The relevance of sleep abnormalities in Huntington’s Disease to disease onset, clinical expression and progression
Sleep abnormalities are common in many forms of dementia. Recently, we have begun to understand that these not only contribute significantly to the cognitive/affective symptoms of these conditions, but may even directly accelerate the disease process. There is also growing evidence that chronic sleep deprivation, so common in modern lifestyles, may put us at risk of dementia. Sleep neurobiology is therefore a key focus of contemporary research into dementia treatment and prevention.

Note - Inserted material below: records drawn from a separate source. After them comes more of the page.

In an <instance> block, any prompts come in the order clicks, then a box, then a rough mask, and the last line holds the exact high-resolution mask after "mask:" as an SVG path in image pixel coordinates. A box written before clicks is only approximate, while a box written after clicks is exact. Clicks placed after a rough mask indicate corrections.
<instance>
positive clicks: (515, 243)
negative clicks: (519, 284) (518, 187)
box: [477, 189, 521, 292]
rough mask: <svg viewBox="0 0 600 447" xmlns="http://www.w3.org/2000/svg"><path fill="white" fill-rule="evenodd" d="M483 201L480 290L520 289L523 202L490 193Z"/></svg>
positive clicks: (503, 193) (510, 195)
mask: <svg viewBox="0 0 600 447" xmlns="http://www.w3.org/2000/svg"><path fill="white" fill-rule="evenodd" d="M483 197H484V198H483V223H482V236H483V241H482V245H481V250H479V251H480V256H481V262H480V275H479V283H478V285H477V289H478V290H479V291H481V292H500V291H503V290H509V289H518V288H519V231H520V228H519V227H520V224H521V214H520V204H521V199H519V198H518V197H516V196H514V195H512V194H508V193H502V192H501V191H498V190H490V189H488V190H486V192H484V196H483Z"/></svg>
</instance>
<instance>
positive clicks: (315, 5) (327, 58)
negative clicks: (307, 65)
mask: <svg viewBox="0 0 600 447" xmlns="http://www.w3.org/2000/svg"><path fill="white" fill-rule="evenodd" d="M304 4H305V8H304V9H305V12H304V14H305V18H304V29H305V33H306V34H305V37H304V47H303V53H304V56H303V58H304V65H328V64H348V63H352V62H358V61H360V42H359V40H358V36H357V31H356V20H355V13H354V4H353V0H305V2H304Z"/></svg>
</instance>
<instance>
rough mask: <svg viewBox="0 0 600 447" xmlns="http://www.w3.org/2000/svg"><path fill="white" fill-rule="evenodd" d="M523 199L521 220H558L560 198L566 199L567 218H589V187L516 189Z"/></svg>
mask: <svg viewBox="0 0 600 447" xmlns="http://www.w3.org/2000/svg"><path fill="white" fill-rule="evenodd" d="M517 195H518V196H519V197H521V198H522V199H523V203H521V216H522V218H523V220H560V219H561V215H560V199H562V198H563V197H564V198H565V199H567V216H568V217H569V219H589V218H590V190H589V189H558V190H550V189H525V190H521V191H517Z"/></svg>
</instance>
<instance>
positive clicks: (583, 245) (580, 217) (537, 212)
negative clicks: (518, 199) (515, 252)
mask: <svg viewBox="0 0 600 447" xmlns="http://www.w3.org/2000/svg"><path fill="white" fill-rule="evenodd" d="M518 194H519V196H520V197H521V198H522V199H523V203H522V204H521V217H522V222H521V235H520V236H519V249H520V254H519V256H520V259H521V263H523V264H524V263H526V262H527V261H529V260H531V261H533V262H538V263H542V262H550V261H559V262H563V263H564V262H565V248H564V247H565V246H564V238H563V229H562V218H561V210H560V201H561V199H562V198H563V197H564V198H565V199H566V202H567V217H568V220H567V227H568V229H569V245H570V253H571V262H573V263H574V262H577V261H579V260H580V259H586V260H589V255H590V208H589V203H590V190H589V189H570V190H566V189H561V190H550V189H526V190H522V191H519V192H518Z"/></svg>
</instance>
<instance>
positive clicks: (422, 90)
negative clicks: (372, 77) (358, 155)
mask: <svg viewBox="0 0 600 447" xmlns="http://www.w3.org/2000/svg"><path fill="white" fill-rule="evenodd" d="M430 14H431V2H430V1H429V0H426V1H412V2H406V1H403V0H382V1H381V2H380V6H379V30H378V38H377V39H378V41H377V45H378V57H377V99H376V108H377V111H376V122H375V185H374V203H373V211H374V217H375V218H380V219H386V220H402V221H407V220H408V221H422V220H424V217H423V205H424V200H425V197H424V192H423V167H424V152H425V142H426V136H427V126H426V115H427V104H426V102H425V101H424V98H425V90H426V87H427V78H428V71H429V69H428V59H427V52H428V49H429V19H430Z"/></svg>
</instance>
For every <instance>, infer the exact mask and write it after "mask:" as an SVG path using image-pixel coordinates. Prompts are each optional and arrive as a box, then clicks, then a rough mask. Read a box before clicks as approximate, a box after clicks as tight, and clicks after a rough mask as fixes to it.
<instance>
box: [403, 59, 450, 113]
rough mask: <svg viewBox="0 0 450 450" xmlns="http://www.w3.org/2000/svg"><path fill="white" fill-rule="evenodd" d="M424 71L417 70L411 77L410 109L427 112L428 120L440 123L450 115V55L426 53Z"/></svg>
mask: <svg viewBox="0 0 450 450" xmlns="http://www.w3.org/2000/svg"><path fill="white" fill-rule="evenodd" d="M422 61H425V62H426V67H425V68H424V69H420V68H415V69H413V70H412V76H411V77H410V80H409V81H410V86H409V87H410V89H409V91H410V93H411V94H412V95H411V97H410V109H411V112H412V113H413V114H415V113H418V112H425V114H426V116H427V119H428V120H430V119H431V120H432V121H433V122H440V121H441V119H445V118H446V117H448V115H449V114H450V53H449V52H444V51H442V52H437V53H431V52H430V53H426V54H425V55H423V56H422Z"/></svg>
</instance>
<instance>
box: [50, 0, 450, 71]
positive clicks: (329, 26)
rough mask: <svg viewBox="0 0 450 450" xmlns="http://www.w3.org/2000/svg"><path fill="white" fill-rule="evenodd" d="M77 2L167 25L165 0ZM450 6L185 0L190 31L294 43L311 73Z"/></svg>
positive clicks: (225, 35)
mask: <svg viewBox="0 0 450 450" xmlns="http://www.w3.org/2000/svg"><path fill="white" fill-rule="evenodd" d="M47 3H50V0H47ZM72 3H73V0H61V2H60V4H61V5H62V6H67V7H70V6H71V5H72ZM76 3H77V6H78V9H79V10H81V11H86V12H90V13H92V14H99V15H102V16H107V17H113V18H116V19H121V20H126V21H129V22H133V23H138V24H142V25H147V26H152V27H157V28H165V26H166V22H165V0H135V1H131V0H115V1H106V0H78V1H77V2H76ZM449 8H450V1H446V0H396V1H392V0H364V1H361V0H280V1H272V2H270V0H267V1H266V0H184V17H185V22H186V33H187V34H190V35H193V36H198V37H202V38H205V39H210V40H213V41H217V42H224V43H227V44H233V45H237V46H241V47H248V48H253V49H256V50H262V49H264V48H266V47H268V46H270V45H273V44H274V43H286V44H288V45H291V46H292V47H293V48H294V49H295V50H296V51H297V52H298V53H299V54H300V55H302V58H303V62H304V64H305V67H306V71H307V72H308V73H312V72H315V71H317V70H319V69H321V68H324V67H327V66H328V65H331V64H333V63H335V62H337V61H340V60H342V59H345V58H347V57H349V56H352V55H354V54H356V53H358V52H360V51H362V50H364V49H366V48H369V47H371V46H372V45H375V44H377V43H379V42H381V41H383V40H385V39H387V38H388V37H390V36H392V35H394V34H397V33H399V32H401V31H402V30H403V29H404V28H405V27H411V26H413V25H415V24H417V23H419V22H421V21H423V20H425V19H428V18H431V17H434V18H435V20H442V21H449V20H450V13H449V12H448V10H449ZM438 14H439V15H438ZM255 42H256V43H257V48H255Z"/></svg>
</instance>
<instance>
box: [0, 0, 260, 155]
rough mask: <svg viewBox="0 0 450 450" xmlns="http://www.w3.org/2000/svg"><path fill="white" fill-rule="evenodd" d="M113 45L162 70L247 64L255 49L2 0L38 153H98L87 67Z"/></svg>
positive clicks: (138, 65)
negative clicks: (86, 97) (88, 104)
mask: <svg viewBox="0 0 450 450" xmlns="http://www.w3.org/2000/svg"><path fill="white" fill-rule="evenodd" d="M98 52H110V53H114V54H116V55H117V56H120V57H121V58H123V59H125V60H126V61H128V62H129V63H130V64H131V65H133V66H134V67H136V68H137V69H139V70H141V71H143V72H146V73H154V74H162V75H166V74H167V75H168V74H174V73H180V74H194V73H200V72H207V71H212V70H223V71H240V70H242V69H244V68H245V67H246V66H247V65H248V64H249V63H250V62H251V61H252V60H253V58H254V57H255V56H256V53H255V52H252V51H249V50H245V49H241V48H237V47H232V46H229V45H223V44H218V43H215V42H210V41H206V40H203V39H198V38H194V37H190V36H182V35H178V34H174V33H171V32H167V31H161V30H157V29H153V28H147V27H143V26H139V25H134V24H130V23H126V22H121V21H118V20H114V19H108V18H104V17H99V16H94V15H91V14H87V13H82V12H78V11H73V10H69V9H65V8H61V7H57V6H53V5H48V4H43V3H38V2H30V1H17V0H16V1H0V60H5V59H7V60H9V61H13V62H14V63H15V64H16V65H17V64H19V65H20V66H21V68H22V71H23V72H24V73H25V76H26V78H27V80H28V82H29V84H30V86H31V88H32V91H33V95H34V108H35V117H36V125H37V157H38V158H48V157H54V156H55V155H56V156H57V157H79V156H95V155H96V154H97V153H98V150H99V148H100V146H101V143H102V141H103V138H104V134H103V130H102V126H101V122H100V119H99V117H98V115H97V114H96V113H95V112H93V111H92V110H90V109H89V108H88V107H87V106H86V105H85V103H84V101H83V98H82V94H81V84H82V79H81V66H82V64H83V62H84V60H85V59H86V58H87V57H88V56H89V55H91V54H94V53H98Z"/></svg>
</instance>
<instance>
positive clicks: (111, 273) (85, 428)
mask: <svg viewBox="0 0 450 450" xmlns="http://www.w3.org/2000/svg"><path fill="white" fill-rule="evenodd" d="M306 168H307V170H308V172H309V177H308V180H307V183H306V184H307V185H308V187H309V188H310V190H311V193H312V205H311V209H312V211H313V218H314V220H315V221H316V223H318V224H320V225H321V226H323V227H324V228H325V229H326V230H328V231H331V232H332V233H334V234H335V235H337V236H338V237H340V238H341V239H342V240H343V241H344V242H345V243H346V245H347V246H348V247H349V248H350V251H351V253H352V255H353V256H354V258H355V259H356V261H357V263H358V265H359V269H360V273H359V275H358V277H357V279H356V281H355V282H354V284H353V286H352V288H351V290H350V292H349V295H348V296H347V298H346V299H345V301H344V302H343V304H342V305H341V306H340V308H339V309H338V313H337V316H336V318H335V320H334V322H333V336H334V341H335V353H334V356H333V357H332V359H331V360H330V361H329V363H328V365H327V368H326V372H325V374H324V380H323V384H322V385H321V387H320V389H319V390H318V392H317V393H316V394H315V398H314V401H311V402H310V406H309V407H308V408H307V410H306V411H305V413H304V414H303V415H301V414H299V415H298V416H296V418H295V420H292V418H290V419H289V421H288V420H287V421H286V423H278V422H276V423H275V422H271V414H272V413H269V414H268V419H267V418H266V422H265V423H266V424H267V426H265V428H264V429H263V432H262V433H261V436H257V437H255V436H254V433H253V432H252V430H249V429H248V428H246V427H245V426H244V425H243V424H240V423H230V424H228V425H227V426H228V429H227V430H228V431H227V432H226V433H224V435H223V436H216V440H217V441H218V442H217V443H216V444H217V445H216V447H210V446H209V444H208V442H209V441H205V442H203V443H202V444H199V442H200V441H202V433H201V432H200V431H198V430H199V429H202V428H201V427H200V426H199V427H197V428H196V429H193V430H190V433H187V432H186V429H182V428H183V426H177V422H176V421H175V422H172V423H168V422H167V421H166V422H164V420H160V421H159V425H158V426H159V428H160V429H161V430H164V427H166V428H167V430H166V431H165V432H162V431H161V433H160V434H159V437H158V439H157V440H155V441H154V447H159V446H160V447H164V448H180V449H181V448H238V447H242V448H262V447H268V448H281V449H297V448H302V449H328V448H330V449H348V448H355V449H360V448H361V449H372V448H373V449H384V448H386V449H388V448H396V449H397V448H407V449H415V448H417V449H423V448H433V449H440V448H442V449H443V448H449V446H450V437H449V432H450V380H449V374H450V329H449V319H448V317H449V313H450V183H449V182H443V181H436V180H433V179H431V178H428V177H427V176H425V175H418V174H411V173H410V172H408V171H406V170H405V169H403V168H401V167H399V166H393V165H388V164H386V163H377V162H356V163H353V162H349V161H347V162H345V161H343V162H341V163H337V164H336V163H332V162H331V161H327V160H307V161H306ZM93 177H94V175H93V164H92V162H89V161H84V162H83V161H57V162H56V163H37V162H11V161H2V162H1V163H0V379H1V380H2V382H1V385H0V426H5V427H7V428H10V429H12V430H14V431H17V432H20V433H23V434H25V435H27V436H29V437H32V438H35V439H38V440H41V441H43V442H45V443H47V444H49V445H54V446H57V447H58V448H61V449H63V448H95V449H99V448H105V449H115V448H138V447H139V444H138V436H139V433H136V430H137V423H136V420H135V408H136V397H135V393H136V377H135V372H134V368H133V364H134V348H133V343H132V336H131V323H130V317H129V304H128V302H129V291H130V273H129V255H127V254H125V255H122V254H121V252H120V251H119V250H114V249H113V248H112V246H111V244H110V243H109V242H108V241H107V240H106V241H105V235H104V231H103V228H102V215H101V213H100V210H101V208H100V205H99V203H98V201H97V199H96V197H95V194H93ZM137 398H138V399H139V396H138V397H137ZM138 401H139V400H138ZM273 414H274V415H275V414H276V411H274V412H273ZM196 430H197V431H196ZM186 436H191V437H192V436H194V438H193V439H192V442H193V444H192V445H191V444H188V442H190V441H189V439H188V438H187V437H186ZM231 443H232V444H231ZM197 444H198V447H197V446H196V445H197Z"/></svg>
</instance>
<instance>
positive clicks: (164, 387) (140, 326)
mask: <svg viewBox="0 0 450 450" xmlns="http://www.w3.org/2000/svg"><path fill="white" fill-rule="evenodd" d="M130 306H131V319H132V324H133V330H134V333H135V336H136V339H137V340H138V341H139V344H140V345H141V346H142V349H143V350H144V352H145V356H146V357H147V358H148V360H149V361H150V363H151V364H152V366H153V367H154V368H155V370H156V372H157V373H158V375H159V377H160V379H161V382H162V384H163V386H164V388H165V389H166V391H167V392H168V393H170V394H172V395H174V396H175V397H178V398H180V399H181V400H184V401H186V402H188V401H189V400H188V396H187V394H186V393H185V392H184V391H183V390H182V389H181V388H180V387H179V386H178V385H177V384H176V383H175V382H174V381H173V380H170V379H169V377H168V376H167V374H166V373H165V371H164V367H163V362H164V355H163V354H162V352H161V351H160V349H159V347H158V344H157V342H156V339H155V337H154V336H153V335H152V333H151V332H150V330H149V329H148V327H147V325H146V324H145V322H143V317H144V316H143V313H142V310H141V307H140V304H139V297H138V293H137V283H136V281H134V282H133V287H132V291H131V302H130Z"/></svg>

Huntington’s disease (HD) is a particularly useful condition to study when looking at this issue. This is because as a monogenetic, fully penetrant dementia with a prolonged prodromal phase, it facilitates the study sleep problems before and throughout the disease course, and therefore to disentangle the bidirectional relationship between sleep and symptoms/progression of dementia. Moreover, transgenic HD murine models have suggested that improving sleep can improve cognitive outcomes, but as yet there has been no translation to patients.
In this Fellowship I will undertake several unique studies. Firstly, I will complete a fourteen year study that has been tracking sleep problems, as studied by polysomnography, quantitative EEG and actigraphy, against early symptoms in individuals carrying the mutated HD gene. I will then probe causation in the associations identified through two pilot sleep therapy intervention studies. Outcome measures will include both clinical features, polysomnographic changes and fluid biomarkers of HD activity.
This work is designed to deliver the first longitudinal study of sleep in HD, the first sleep intervention studies in HD patients, and the first clinical exploration of the impact of sleep therapies on neurodegenerative pathogenesis. This bears potential to identify new, even disease-modifying treatments for HD, while also revealing novel transferrable insights into the sleep/neurodegeneration interface that cannot currently be gained from studying more common dementias.